Isso não é nenhuma tragédia nem indica que, coletivamente, somos substituíveis ou coisa do gênero. Na realidade, o surgimento desses chatbots generativos é uma oportunidade para encararmos o fato de que nem sempre são as palavras e encadeamentos usados em um texto não ensaístico que o tornam especial nem a maneira como seguramos a pinça, atendemos o paciente, combinamos cores ou respondemos às perguntas, mas os estados de espírito que nos insuflam e que procuramos converter em coisas concretas, entendimentos ou formas não verbais de sensibilização.
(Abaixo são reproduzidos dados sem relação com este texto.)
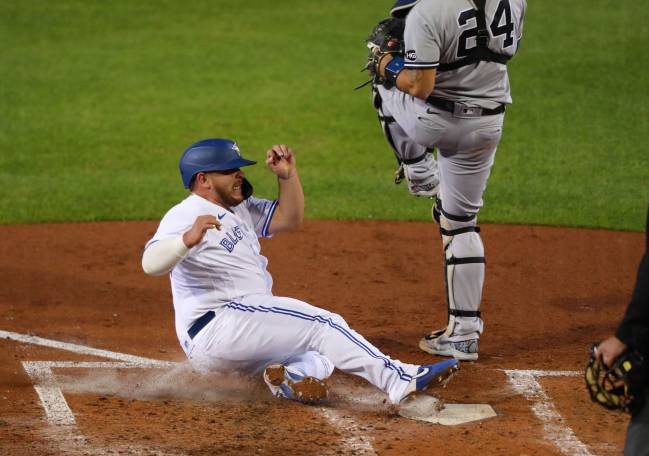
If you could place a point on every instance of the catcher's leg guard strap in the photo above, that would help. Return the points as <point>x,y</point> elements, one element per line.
<point>464,267</point>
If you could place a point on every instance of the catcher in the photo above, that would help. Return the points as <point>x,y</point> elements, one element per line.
<point>616,375</point>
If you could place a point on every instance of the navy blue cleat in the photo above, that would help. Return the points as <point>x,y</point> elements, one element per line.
<point>432,375</point>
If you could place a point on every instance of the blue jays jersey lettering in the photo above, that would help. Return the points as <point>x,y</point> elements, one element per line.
<point>232,238</point>
<point>226,264</point>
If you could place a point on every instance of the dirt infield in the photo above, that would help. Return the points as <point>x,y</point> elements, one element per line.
<point>549,293</point>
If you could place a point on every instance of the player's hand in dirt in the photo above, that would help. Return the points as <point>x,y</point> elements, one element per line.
<point>610,349</point>
<point>281,161</point>
<point>195,234</point>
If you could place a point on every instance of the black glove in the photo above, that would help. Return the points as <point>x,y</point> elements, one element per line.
<point>386,38</point>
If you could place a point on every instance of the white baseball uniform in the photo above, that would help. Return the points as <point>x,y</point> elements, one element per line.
<point>226,274</point>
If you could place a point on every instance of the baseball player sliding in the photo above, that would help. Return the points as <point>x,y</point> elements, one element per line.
<point>440,81</point>
<point>227,318</point>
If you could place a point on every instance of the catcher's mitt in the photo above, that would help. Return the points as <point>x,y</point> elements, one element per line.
<point>618,387</point>
<point>386,38</point>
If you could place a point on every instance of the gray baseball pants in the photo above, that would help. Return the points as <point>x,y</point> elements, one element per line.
<point>466,151</point>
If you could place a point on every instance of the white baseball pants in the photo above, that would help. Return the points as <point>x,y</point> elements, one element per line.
<point>260,330</point>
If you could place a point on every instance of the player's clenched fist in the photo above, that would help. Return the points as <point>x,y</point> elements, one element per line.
<point>195,234</point>
<point>281,161</point>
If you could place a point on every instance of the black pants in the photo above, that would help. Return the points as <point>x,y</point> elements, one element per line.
<point>637,436</point>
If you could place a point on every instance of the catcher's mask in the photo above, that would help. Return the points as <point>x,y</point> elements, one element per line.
<point>402,7</point>
<point>213,155</point>
<point>618,387</point>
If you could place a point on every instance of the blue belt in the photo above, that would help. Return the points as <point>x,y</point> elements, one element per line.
<point>199,324</point>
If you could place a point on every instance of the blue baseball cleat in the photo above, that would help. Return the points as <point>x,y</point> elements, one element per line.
<point>291,384</point>
<point>432,375</point>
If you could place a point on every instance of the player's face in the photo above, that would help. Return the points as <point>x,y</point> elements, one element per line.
<point>225,187</point>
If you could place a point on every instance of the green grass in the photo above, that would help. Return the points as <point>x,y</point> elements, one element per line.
<point>99,99</point>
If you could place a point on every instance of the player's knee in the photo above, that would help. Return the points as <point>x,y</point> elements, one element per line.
<point>461,237</point>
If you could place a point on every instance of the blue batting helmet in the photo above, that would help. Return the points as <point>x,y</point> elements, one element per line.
<point>210,155</point>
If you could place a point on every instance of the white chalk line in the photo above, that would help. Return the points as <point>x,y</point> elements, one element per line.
<point>81,349</point>
<point>58,412</point>
<point>526,382</point>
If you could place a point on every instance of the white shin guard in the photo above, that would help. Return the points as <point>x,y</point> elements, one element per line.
<point>464,270</point>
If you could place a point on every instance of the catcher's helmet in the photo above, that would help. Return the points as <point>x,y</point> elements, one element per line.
<point>402,7</point>
<point>210,155</point>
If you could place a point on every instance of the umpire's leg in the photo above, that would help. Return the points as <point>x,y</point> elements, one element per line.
<point>637,436</point>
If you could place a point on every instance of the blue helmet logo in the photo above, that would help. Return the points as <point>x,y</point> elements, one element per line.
<point>210,155</point>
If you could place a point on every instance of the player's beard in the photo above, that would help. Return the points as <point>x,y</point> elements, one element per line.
<point>230,196</point>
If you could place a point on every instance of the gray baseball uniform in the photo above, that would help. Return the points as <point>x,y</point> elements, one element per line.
<point>463,120</point>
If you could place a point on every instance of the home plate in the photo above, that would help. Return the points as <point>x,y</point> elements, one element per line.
<point>432,410</point>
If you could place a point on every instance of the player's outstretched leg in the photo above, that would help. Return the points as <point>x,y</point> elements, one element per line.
<point>438,374</point>
<point>284,381</point>
<point>417,164</point>
<point>300,377</point>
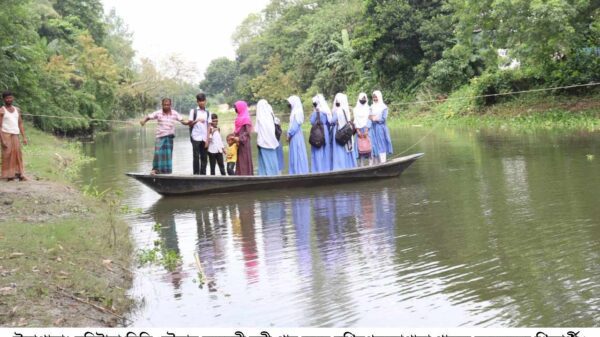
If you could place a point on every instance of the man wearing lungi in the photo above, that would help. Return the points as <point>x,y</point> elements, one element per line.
<point>11,126</point>
<point>165,132</point>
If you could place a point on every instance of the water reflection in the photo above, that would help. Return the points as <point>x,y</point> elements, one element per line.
<point>491,228</point>
<point>318,242</point>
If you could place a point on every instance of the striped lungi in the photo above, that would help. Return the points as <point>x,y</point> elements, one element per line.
<point>12,157</point>
<point>163,155</point>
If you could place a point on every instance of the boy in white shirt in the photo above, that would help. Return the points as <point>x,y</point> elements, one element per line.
<point>216,148</point>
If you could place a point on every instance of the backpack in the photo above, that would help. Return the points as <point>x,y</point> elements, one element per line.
<point>317,133</point>
<point>196,116</point>
<point>278,130</point>
<point>344,135</point>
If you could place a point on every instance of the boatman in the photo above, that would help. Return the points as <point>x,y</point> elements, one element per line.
<point>165,132</point>
<point>11,126</point>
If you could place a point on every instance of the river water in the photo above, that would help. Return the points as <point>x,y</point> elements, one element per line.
<point>490,228</point>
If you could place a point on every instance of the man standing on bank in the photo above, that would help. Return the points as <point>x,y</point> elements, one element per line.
<point>199,120</point>
<point>11,125</point>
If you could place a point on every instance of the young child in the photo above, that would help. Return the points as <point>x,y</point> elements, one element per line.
<point>215,146</point>
<point>231,154</point>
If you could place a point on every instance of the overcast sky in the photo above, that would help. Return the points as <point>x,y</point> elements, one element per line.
<point>198,30</point>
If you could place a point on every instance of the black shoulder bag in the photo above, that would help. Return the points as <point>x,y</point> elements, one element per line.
<point>343,135</point>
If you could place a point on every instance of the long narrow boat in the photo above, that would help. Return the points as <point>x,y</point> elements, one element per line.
<point>169,184</point>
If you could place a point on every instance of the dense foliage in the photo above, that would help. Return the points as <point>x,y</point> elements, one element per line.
<point>410,49</point>
<point>67,58</point>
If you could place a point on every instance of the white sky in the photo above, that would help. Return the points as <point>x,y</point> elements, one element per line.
<point>198,30</point>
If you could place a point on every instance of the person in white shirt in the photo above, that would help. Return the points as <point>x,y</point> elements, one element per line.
<point>11,126</point>
<point>199,127</point>
<point>216,148</point>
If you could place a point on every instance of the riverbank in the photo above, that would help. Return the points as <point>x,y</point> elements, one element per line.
<point>529,112</point>
<point>64,254</point>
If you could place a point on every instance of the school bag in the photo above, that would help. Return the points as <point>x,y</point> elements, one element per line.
<point>317,133</point>
<point>343,135</point>
<point>364,145</point>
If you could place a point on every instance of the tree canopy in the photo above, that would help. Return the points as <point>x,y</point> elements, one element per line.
<point>408,47</point>
<point>66,58</point>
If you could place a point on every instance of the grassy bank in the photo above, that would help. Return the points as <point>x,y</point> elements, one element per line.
<point>522,112</point>
<point>64,256</point>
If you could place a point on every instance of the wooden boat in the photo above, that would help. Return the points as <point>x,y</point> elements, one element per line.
<point>169,184</point>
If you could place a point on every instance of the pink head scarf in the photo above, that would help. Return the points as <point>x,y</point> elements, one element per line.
<point>243,117</point>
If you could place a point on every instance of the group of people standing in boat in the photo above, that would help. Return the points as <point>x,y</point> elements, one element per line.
<point>367,143</point>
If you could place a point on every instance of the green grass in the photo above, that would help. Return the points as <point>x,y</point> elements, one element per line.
<point>522,113</point>
<point>60,240</point>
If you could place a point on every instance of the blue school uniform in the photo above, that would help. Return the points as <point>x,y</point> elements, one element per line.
<point>268,164</point>
<point>321,156</point>
<point>298,158</point>
<point>342,158</point>
<point>381,140</point>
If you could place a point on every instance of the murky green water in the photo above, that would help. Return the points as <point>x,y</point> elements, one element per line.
<point>490,228</point>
Esses estados não se perdem quando, por exemplo, o advogado que está elaborando a petição utiliza trechos de outras nem quando o DJ usa um sampling.

A IA pode nos ajudar nas produções mecanicistas, sem grandes prejuízos existenciais, desde que mantenhamos as rédeas do direcionamento intencional, evitando arapucas básicas como a transferência sistemática e espontânea de nossas decisões para os algoritmos.

Seu verdadeiro risco, como sempre é o caso, incide sobre as pessoas que já não exercem esse direcionamento no dia a dia. Disto segue a necessidade de uma grande transformação educacional, voltada à capacitação crítica, de orientação intencional e propositiva (e não meramente interpessoal como se diz por aí), aliada a políticas públicas desenhadas para a situação que se anuncia. Ficar com raiva da máquina é puro atraso de vida.